Chapters have been getting shorter over the years in certain kinds of books as the pacing of those books has quickened. Moralist fogeys like to point at this and say KIDS THESE DAYS and mumble about leisure and lack of appreciation. But the actual research done by scientists who aren't just fogeys railing at imagined slacker teens slackity slacking at the library suggests that today's youth are simply better readers and enjoy more complex plots, more things happening. Much like the pacing in tv shows or movies, a greater degree of sophistication in the viewer leads to a denser, faster experience.
David Farland’s Daily Kick in the Pants—How Long Is a Chapter?
Over the past few years, the standard length of chapters has been shrinking in many genres. If you picked up a novel thirty years ago, twenty manuscript pages seemed to be pretty standard. If you picked up a thriller five years ago, ten pages would do.
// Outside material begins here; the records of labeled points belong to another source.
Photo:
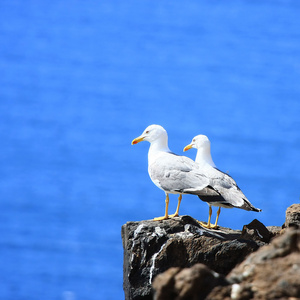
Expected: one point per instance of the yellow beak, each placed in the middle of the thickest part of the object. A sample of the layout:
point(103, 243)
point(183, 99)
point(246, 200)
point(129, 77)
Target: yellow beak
point(137, 140)
point(188, 147)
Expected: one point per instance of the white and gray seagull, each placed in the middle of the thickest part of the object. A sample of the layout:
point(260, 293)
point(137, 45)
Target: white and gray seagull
point(172, 173)
point(223, 190)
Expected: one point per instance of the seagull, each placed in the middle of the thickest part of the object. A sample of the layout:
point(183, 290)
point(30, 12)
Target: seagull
point(223, 191)
point(172, 173)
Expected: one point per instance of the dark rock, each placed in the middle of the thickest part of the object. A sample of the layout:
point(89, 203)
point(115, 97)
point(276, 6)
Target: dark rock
point(273, 272)
point(256, 231)
point(188, 283)
point(292, 218)
point(152, 247)
point(274, 231)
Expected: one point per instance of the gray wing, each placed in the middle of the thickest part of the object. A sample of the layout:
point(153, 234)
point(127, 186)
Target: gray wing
point(174, 173)
point(226, 186)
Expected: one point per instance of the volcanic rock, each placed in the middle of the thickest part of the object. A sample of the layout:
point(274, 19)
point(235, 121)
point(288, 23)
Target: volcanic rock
point(152, 247)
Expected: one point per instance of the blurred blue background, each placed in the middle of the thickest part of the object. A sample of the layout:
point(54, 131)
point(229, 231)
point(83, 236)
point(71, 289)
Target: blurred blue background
point(80, 79)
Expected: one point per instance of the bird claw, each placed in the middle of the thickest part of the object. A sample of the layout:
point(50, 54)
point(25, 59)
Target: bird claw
point(173, 215)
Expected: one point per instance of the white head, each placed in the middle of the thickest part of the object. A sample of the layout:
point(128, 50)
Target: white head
point(202, 144)
point(199, 142)
point(155, 134)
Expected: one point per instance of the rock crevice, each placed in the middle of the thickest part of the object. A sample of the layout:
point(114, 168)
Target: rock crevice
point(179, 259)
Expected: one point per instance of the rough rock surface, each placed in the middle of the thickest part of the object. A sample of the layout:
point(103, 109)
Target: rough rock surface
point(292, 217)
point(188, 283)
point(152, 247)
point(183, 260)
point(273, 272)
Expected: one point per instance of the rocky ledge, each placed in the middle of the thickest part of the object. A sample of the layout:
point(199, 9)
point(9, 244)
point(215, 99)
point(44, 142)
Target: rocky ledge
point(179, 259)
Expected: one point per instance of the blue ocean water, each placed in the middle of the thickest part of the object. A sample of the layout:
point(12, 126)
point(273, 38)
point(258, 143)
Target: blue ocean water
point(80, 79)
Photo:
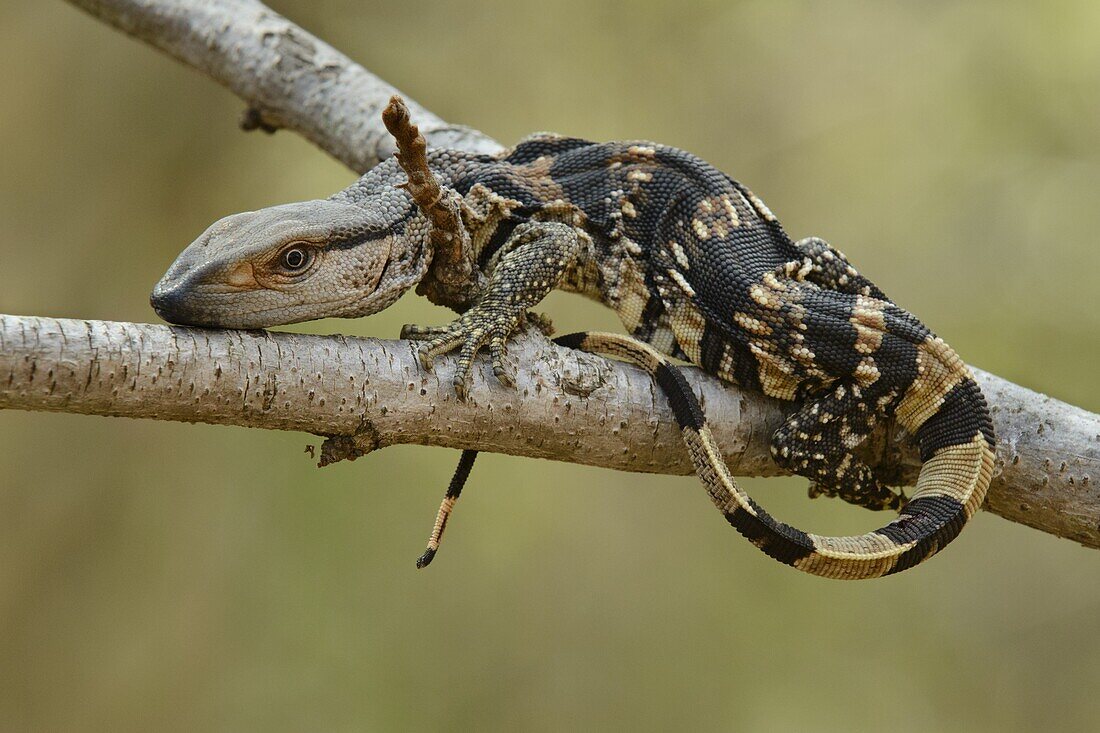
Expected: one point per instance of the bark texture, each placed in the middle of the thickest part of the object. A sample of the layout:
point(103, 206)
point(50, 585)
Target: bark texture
point(287, 77)
point(366, 393)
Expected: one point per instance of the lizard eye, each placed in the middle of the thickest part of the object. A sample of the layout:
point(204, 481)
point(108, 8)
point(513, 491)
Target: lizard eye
point(295, 259)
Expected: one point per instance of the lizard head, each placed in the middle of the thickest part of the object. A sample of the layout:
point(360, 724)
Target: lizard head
point(296, 262)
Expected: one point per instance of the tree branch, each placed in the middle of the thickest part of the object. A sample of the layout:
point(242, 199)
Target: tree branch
point(369, 393)
point(366, 393)
point(288, 78)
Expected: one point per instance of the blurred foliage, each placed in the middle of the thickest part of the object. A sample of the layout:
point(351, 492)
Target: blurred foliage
point(174, 577)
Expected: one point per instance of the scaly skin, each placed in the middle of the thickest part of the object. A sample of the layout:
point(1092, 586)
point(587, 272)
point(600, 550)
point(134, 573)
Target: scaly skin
point(696, 267)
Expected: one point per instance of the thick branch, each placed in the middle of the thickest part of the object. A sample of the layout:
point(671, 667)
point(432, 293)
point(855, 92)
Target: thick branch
point(565, 406)
point(370, 393)
point(287, 77)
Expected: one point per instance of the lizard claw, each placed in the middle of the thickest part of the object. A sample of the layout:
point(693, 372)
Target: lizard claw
point(414, 332)
point(471, 331)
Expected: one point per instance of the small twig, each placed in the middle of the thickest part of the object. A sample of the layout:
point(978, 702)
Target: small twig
point(253, 119)
point(452, 277)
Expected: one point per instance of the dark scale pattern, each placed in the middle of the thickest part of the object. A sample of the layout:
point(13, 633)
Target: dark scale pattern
point(695, 265)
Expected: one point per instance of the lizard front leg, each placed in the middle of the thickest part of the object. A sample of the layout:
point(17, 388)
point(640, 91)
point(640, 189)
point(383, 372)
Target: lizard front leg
point(530, 264)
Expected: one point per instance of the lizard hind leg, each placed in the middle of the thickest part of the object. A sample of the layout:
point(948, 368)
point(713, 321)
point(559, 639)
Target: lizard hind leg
point(926, 524)
point(450, 499)
point(816, 441)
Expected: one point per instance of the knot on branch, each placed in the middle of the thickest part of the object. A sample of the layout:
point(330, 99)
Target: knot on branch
point(452, 279)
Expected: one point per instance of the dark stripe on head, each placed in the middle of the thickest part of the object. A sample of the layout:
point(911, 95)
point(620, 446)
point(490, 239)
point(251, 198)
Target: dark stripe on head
point(370, 236)
point(572, 340)
point(778, 540)
point(961, 416)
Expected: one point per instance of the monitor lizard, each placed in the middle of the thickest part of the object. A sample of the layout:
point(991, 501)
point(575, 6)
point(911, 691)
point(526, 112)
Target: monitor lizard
point(697, 269)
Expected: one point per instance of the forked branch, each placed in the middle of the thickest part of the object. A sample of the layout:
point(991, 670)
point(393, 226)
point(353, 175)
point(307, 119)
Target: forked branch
point(366, 394)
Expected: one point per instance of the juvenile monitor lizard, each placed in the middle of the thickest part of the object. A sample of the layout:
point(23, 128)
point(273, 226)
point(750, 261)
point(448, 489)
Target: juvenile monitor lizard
point(696, 267)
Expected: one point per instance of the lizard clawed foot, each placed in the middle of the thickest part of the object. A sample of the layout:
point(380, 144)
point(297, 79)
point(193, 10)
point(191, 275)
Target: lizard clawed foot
point(475, 329)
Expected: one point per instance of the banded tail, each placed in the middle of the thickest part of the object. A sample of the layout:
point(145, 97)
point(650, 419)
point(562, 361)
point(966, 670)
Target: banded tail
point(947, 414)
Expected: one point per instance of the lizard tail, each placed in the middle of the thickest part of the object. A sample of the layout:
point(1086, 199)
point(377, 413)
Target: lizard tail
point(944, 409)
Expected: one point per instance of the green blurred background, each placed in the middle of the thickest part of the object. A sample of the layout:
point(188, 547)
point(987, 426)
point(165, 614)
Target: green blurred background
point(172, 577)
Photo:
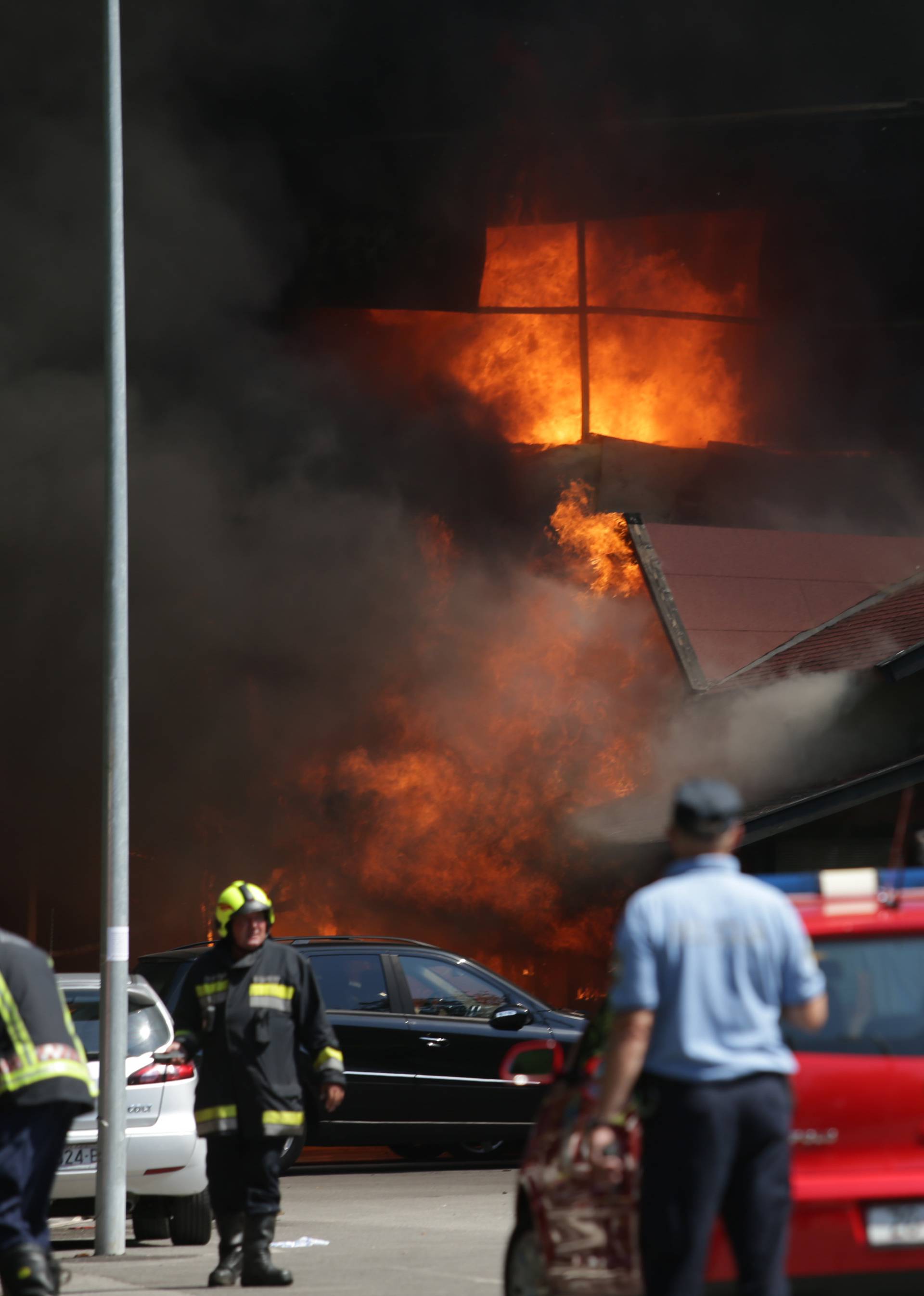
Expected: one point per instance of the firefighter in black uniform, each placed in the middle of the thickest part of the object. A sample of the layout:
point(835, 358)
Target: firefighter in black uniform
point(44, 1084)
point(248, 1006)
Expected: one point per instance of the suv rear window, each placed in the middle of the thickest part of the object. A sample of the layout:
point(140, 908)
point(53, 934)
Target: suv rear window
point(876, 995)
point(147, 1025)
point(160, 974)
point(352, 983)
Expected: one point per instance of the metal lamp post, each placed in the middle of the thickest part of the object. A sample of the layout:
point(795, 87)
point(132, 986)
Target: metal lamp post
point(111, 1185)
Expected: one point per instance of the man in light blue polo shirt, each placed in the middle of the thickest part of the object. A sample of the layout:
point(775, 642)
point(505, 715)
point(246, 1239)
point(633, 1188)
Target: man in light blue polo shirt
point(706, 963)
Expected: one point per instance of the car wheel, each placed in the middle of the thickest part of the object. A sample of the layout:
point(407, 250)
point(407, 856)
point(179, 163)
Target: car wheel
point(292, 1150)
point(489, 1150)
point(524, 1268)
point(151, 1222)
point(191, 1221)
point(418, 1151)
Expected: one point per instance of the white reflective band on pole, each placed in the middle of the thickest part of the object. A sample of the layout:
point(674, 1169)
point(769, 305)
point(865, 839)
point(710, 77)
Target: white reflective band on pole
point(117, 944)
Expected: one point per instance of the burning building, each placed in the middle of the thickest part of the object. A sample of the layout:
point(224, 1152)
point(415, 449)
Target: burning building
point(412, 345)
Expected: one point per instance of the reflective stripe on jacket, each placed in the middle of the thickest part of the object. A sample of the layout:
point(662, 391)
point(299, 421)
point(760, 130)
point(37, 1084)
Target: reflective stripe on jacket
point(42, 1059)
point(249, 1022)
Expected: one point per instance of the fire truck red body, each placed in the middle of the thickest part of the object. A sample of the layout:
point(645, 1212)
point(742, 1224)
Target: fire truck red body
point(859, 1128)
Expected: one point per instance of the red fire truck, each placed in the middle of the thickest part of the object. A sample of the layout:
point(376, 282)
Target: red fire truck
point(859, 1137)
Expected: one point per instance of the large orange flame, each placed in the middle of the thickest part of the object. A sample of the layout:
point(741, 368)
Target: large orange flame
point(668, 380)
point(598, 542)
point(515, 713)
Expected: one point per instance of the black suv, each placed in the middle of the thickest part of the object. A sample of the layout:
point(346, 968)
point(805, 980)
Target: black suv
point(424, 1036)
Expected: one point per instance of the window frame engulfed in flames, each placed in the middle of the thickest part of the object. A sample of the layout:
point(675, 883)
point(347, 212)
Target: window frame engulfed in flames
point(582, 310)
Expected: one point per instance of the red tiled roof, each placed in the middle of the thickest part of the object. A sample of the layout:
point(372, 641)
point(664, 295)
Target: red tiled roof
point(743, 593)
point(876, 629)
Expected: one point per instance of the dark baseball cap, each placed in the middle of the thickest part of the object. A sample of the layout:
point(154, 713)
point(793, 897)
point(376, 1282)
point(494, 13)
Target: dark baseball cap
point(706, 808)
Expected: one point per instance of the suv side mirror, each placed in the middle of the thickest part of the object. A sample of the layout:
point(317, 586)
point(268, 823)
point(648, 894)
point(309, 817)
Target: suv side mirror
point(511, 1016)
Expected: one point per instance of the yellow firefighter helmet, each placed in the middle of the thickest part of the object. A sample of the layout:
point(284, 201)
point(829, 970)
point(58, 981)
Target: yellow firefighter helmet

Now, for most thrillers and young adult novels, eight pages seems to be more normal.
In fact, if you look at James Patterson’s Maximum Ride, I don’t see any chapters that are over about four pages.
Now, I understand why this was done. Patterson recognized that young readers who watch television and play videogames are taught to take their stories in “bites.” Just as television and radio hosts want you to speak in pithy “sound bites,” modern audiences are looking for the same experience in their stories.
There used to be a time—a hundred years ago--when books were considered a “relaxing” medium. Thus, the opening of a story could take many pages before you reached the “inciting incident,” that moment when a major conflict was introduced and the story took off. When I read Lord of the Rings as a teen, I was a bit troubled by the fact that it took some 92 pages before I felt that the story took off.
You can see the same pattern in many novels written back in the 19th century. It wasn’t a weakness in storytelling, by the way, it was just the fashion of that time. In a day when people were less traveled than now, the author was expected to take some time creating the world, introducing the characters, and so on.
Modern audiences, though, tend to demand instant gratification.